Update: The Tiniest Revolution
Last time I visited this topic, I was beginning to pour tea for myself. We’ll recall that this sent my host sister, Sevinj, into fits and I had to assure her that pouring tea was something of which I was capable.
Something to note, however, is that this is a change not only from the norm, but also from how people like it here. While they might not necessarily know how it is elsewhere, many Azerbaijani women actually like how their life works here. I’d say that’s probably true for the majority of women. Even though I want to see more women taking control of their lives, improving their educational opportunities and other things, many women are much more comfortable doing their housework and facilitating family life. Even the Azerbaijani women we work with for language classes and other stuff with the Peace Corps, despite their seemingly Westernized attitudes and clothes and personalities, often prefer the home life of the typical Azerbaijani woman. It will be interesting over the next few years to see how this changes, if at all, due to more exposure to western ideas and values.

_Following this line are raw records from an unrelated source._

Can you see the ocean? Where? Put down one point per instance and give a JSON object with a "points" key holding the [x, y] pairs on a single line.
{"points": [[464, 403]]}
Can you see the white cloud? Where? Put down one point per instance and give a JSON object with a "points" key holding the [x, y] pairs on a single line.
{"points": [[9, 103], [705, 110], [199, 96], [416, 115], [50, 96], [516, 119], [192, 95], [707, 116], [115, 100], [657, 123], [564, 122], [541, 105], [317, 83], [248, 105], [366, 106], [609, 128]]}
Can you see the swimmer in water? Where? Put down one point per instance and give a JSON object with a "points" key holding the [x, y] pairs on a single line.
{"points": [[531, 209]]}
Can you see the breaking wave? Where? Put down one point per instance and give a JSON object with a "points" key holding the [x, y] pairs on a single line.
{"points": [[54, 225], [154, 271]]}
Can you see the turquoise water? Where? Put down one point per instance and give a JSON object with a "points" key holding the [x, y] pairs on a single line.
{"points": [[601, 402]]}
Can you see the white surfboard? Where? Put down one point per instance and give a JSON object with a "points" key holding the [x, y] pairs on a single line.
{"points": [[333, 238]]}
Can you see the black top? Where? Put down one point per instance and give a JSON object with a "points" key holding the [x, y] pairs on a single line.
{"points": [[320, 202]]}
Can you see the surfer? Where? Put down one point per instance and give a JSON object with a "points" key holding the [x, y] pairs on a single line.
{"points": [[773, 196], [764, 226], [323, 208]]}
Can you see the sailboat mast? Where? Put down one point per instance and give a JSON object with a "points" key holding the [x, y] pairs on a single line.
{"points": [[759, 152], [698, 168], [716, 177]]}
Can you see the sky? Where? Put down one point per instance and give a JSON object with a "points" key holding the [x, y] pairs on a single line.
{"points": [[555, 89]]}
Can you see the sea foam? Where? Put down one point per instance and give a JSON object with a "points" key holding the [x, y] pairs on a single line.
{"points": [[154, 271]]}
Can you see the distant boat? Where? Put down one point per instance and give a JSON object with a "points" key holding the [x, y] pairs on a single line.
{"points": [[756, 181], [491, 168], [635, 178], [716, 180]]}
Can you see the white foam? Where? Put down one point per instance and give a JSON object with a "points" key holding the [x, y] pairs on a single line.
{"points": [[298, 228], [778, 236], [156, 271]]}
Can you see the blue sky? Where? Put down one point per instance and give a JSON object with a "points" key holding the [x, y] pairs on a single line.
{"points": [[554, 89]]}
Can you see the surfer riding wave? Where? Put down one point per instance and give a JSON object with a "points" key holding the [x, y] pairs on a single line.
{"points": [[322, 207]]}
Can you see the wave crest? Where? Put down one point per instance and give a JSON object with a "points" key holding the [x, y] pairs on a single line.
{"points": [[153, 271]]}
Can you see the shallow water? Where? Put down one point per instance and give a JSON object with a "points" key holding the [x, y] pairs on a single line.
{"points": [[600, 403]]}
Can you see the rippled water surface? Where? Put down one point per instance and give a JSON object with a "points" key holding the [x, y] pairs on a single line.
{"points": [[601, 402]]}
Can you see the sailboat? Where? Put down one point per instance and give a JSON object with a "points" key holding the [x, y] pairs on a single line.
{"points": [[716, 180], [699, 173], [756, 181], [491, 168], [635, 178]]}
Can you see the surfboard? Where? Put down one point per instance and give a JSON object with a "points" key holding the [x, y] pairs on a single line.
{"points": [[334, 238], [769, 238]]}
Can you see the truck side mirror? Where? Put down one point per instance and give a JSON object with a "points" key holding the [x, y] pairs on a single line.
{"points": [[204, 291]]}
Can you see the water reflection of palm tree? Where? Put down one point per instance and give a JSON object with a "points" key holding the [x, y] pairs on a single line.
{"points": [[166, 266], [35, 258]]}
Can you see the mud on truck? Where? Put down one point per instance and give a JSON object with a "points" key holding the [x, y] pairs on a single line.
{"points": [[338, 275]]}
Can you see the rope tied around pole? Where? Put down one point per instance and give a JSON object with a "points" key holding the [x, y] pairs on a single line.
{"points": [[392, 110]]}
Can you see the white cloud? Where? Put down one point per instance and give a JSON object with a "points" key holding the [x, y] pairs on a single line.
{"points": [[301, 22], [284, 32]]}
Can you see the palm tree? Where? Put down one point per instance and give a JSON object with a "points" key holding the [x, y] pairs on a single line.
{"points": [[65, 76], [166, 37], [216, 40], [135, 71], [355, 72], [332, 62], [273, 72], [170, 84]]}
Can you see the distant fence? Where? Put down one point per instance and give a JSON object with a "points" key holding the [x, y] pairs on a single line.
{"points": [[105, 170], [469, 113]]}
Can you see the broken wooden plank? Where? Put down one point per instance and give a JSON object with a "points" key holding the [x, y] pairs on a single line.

So far, things have vacillated between improvements and detractions in this tiniest of revolutions. I’ve gotten to the point where my host mom doesn’t yell at me when I do the breakfast for myself (it’s not difficult–tea, coffee, bread, cheese, butter…sometimes some fruit). Before, she told me that I had to wake her up when I got up so that she could do it for me, but we’ve moved beyond that now. It was difficult because I didn’t want to wake her up, since she had to get up earlier for my brother and sister who have to go to school a lot earlier than I do (their school is far away).
However, I still don’t get free reign over the tea pot. If anyone is around (mom usually is), I’m being told to sit down and wait. And Sevinj still freaks out and runs for the neighbor-lady when I want to do it myself. She’ll probably make a great housewife for some lucky Azerbaijani man.
Living in Sumqayit, however, means that I’m living with a family that is probably slightly more “liberal” than your typical Azerbaijani family. Once we move out to the regions, to our permanent sites, things most certainly will change.